Offshore turbines offer the most accessible source of renewable energy. First, New England’s power system can accommodate interconnection of thousands of megawatts of offshore wind resources through capacity available due to recently retired coal, oil, and nuclear resources. Second, New England’s offshore wind productivity is two to four times that of onshore wind and solar resources. Finally, offshore wind can be readily developed without land-use restrictions and increasingly complicated environmental objections.
Ms. Oliver’s organization continues to appeal offshore wind permits, burdening the court system with time-consuming and costly cases with nearly no chance of succeeding. Instead of concealing the truth, these organizations should admit that they are against renewable energy and would seemingly prefer newly sited fossil-fuel-fired power plants.
Those formerly juicy fruits have been squeezed, however. New England’s future power supply depends on a reasonable quantity of offshore wind power production.
Joe Cavicchi
Truro and Arlington
The writer is an economist specializing in wholesale and retail electricity markets.
In Defense of Earthworms
To the editor:
In Jim Gilbert’s otherwise accurate and interesting piece “Of Settlers and Silt” in the March 7 Independent [page B6], the statements about the destructive effects on Cape forests of introduced earthworms don’t seem supported by recent science.
When worms eat dead leaves, they excrete soil (not “dirt”) enriched with beneficial microbes and nitrogen. The latter is an essential and often limiting nutrient for plant (including tree) growth.
A 2014 meta-analysis of studies from all around the world in the prestigious journal Nature found that on average earthworms increase crop yield by 25 percent and above-ground biomass by 23 percent, primarily by making nitrogen available to plants. The same is likely the case for forest trees.
Another issue is the curious statement that earthworm activity somehow increases runoff and, presumably, erosion.
But otherwise Mr. Gilbert’s history is spot-on. I always enjoy his articles.
John Portnoy
Wellfleet
Hopkins and History
To the editor:
It was a joy to read Kevin Gallagher’s fine poem “Hopkins’ Tempests” in the Feb. 29 issue [page C4]. Its protagonist, Stephen Hopkins, had a role not only in Mayflower, Plymouth Colony, and literary history, as the poem shows, but also in local history to the present day.

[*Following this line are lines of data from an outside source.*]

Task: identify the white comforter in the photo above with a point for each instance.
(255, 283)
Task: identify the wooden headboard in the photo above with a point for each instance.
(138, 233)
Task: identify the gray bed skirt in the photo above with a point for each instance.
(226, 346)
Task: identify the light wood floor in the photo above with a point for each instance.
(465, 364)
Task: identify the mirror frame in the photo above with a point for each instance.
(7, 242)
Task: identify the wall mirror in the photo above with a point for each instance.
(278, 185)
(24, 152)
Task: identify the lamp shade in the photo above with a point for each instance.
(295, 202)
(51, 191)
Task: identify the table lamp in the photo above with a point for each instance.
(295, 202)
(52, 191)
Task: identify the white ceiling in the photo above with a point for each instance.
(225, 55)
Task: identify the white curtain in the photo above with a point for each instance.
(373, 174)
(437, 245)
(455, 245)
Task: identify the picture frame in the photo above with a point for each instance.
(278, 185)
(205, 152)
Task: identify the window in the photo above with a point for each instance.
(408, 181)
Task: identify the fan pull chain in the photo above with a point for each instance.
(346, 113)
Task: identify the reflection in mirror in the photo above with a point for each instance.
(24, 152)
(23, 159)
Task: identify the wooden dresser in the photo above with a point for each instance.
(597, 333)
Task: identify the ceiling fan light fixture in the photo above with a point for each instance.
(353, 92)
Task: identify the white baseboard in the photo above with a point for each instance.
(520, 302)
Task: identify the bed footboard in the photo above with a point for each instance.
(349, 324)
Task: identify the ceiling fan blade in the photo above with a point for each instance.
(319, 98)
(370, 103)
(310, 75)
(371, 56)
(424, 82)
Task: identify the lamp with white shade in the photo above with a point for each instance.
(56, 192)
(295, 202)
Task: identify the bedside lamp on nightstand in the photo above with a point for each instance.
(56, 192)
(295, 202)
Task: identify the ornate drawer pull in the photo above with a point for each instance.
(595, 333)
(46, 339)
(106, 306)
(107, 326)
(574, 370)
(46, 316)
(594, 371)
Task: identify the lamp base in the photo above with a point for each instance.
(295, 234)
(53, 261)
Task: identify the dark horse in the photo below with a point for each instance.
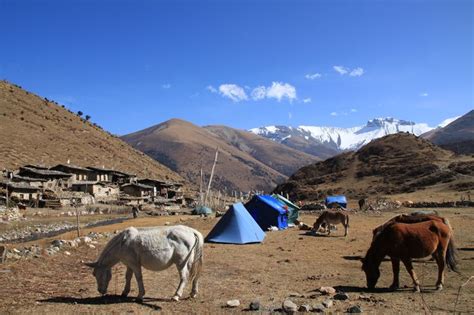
(402, 242)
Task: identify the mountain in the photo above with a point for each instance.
(395, 164)
(34, 130)
(457, 135)
(325, 142)
(246, 161)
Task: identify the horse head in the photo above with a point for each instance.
(102, 275)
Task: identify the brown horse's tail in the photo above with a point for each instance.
(451, 256)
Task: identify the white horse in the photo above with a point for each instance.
(155, 249)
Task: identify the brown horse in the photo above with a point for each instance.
(402, 242)
(414, 217)
(332, 217)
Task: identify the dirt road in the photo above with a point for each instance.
(287, 263)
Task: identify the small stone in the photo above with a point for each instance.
(233, 303)
(341, 296)
(328, 303)
(304, 308)
(327, 290)
(354, 309)
(254, 306)
(318, 308)
(86, 239)
(289, 307)
(295, 294)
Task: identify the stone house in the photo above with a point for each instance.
(138, 190)
(79, 173)
(101, 191)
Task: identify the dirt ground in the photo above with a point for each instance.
(287, 263)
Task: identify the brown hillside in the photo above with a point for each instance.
(184, 147)
(395, 164)
(34, 130)
(273, 154)
(458, 136)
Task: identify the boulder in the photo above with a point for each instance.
(327, 290)
(304, 308)
(233, 303)
(289, 307)
(341, 296)
(318, 308)
(354, 309)
(328, 303)
(254, 306)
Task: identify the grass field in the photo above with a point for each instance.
(287, 262)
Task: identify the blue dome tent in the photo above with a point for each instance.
(267, 212)
(236, 227)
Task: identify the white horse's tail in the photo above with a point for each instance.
(198, 255)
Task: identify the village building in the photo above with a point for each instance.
(100, 191)
(53, 179)
(138, 190)
(79, 173)
(164, 189)
(21, 191)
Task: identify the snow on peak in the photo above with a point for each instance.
(345, 138)
(446, 122)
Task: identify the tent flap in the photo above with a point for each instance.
(236, 227)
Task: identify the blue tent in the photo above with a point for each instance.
(340, 200)
(267, 211)
(236, 227)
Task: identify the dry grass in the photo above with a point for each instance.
(36, 131)
(286, 262)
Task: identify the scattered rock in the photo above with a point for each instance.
(327, 290)
(341, 296)
(295, 294)
(354, 309)
(328, 303)
(304, 308)
(318, 308)
(289, 307)
(3, 254)
(254, 306)
(233, 303)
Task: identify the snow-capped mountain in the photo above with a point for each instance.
(332, 140)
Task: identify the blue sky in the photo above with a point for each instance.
(132, 64)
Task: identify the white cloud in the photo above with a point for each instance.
(211, 89)
(280, 90)
(259, 93)
(341, 70)
(357, 72)
(313, 76)
(233, 91)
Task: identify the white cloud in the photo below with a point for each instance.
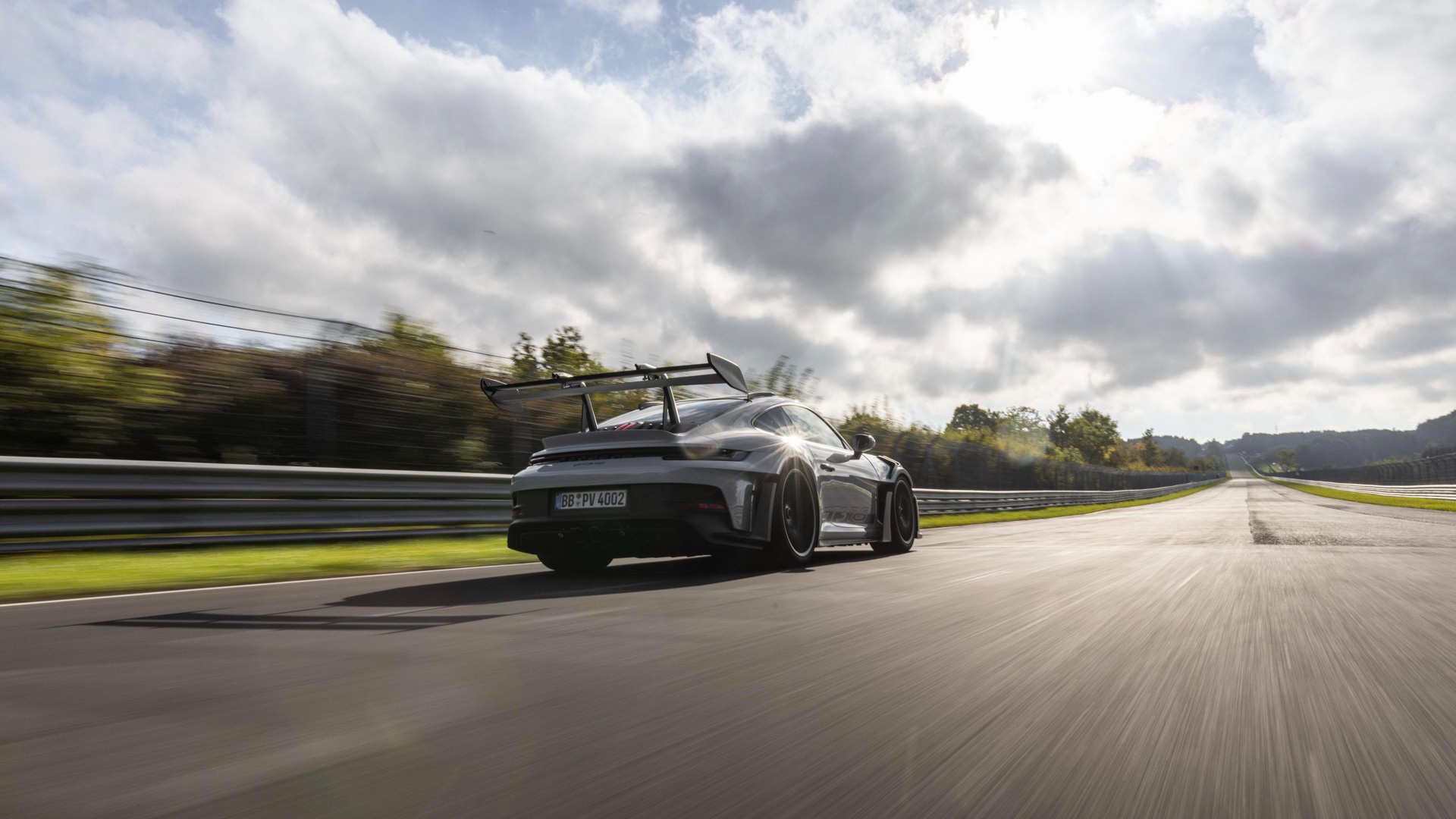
(1199, 216)
(628, 14)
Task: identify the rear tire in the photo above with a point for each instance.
(574, 561)
(905, 521)
(795, 521)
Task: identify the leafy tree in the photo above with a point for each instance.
(785, 379)
(968, 417)
(525, 365)
(1152, 455)
(564, 352)
(1094, 435)
(411, 337)
(66, 381)
(1059, 428)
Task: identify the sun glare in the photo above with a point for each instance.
(1047, 50)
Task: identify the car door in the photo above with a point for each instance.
(848, 504)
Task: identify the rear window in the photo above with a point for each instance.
(691, 413)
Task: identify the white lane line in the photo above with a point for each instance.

Many of Stephen Hopkins’s descendants settled on the Outer Cape. One branch of the family settled first in Truro, then on Bound Brook Island in Wellfleet, and later moved into Wellfleet town. From that line, Martha Hopkins married banana entrepreneur Lorenzo Dow Baker. Another descendant, among many, is Joan Hopkins Coughlin, a painter steeped in history who lives in Wellfleet today.
I applaud the Independent’s commitment to publish poetry, rare among newspapers today.